Now that we have this new value for asymmetry, which seems to encode the 'existing' difference that we have between the top tortuosity and the bottom tortuosity, we need to know if this new information given by the asymmetry correlates with anything else to see if is really useful or simply redundant to other features already extracted from the images (IDP). The heatmap looked sound and asymmetry did not seem correlated with anything else, so appeared to be a useful new parameter.
Next steps of such an analysis
So the asymmetry is a new variable, and the first step would need to be to test the heritability, using a GWAS. GWAS stands for "Genome Wide Association Study" and is used to link a characteristic with a gene or a combination of genes.
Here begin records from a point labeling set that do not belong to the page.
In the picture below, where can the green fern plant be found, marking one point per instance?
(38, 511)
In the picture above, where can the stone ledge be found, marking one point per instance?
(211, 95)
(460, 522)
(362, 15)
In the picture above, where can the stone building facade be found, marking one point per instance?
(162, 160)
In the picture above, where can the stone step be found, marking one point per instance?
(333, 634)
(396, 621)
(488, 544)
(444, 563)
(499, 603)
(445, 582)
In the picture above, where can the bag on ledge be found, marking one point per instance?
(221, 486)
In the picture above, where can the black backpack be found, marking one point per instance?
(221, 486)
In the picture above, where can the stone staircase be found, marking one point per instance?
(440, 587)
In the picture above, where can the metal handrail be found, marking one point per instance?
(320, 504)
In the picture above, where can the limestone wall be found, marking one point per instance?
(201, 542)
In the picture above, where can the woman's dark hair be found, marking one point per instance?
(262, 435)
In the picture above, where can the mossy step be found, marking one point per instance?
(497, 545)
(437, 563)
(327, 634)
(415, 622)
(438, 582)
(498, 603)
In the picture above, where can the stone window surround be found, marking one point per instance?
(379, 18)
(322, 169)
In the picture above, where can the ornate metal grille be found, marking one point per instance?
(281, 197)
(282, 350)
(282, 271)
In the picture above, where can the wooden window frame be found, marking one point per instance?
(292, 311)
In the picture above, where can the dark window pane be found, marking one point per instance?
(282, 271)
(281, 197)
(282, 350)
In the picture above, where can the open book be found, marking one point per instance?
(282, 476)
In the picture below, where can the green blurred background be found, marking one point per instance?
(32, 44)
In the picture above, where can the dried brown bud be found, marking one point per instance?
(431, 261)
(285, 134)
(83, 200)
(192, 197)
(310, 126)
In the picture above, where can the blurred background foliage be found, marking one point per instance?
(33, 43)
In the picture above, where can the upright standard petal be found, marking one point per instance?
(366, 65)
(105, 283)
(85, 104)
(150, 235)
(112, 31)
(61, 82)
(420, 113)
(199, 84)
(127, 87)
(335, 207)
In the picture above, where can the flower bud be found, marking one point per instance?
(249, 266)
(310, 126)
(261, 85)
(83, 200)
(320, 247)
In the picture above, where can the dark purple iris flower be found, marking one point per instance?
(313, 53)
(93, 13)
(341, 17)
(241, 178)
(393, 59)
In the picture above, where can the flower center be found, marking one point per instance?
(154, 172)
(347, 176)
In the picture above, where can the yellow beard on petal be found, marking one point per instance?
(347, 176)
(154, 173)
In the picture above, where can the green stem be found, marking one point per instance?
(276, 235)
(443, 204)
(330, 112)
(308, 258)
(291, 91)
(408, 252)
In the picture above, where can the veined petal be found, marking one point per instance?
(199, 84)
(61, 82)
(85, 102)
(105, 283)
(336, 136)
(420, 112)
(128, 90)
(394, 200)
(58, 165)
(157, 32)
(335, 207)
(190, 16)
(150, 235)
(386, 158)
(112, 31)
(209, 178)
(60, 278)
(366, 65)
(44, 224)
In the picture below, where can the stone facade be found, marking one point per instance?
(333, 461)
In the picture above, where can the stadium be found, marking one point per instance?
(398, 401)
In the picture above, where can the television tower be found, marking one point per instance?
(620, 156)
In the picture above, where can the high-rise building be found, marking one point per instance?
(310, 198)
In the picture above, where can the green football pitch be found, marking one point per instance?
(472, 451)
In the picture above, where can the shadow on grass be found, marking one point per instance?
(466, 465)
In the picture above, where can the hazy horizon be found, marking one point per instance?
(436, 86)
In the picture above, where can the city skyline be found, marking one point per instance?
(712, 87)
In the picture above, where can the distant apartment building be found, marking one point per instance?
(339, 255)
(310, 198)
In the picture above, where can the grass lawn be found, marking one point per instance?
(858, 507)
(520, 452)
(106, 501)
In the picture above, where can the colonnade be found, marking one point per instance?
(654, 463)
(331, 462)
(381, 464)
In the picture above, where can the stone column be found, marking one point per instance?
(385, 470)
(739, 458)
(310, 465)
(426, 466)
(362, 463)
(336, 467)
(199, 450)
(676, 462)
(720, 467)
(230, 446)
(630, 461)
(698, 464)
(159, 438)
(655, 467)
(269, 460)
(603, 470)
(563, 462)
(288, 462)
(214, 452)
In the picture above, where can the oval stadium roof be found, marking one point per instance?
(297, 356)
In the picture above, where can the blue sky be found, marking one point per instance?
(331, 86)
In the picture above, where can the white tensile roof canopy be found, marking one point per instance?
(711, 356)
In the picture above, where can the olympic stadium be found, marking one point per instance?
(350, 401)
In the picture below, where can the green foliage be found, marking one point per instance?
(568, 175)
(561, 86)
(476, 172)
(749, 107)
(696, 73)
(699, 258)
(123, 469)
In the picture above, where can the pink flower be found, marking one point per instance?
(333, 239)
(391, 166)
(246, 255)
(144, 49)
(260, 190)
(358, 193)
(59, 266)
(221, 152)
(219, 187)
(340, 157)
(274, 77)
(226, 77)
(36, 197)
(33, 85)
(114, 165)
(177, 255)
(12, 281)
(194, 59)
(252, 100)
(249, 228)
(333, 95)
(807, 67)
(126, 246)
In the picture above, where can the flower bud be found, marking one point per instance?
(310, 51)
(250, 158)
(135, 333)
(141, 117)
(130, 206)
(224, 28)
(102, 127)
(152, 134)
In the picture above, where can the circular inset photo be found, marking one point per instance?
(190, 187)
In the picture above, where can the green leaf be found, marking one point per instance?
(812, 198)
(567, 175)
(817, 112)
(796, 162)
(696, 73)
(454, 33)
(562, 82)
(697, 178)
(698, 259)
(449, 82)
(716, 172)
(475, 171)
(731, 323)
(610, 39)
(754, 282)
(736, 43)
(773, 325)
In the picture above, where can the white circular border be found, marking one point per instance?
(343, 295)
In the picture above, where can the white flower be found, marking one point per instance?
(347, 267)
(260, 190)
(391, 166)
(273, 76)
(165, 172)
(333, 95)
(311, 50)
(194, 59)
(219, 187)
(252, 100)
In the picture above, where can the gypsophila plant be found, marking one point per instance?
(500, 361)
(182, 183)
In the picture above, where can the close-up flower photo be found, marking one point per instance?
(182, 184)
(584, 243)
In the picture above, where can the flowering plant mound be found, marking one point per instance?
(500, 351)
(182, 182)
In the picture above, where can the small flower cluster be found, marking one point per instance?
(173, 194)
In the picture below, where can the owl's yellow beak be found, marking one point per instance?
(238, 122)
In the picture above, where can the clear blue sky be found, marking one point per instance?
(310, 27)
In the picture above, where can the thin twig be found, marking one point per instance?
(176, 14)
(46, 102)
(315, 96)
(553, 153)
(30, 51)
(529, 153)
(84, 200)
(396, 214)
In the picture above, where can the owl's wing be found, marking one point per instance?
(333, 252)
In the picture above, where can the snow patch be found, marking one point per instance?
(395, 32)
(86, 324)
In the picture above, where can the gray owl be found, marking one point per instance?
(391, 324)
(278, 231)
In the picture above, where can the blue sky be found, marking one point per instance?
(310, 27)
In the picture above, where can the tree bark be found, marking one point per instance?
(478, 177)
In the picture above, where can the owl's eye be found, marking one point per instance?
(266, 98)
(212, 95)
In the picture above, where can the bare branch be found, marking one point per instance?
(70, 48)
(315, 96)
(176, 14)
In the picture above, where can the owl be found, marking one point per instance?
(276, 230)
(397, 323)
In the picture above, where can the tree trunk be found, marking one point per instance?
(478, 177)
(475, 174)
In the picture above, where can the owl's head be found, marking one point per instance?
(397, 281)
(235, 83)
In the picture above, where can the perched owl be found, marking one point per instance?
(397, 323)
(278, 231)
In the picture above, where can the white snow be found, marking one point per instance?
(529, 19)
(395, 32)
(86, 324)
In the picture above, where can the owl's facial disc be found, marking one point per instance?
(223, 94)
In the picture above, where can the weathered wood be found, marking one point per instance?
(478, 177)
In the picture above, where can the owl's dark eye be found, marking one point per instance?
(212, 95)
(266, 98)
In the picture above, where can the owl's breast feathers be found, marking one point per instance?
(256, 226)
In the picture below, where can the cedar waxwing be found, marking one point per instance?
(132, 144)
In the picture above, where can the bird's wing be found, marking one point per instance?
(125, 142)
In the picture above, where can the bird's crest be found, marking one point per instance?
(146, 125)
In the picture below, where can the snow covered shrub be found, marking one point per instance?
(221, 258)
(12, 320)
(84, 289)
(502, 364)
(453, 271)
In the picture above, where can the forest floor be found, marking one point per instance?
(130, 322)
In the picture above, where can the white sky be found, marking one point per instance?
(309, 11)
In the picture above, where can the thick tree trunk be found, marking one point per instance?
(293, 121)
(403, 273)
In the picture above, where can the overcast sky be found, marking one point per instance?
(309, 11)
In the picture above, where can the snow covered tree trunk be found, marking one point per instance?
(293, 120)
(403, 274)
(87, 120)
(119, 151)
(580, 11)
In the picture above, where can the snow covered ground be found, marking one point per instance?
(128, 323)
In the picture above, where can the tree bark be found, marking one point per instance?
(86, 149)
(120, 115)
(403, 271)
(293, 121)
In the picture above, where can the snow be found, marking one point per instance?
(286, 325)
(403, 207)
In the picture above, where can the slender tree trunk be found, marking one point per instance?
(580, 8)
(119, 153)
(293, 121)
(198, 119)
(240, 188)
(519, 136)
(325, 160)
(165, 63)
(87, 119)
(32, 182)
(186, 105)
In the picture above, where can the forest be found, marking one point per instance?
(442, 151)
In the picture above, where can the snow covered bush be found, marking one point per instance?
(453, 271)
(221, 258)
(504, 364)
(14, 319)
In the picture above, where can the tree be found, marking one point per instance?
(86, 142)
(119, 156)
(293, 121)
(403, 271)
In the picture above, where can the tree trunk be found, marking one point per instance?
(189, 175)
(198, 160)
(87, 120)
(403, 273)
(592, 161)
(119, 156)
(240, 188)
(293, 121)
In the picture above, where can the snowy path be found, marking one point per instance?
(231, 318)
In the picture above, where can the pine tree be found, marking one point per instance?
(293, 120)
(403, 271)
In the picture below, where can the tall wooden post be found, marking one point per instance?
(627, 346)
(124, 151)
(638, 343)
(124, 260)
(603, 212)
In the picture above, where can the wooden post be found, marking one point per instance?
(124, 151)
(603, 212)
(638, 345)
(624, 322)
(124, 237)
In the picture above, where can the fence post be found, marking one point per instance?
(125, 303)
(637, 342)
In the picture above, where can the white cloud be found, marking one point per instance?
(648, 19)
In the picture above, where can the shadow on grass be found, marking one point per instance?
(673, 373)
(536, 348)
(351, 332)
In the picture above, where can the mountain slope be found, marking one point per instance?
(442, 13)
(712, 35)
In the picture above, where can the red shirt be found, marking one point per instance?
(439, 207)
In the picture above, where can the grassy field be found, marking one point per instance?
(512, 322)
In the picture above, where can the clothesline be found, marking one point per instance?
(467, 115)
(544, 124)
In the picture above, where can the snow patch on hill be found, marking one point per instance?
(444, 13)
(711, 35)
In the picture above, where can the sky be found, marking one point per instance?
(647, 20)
This was done and the preliminary results could indicate that this asymmetry trait does not have a huge genetic component. We would therefore need to test the environmental exposition aspect. The UK biobank dataset contains additional data such as sun exposure or diseases (skin cancer, cardiovascular), so the correlations have yet to be tested. Also we've been told that the TOP repeatedly has a bigger tortuosity, we could imagine the effects of the environment on that.
As the deep learning methods to perform segmentation of the fundus image are getting more and more reliable and precise, we can expect that a better segmentation of the images will allow the detection of more vessels, especially the small ones. And also decrease the errors in the labelling of veins and arteries. This more accurate segmentation and annotation will allow to compute more precise tortuosity values and so better asymmetry and analysis of the difference between top and bottom hemispheres.
Feedback
This project was really interesting. It allowed us to work on something concrete, which contrasted with the other courses, which were much more theoretical. It also enabled us to develop new skills and understand what real bioinformatics research is all about. The only problem we have identified is that the level required to complete this project is much higher than the level acquired during the bachelor's degree. It might be interesting to have one or two courses on the functionalities used.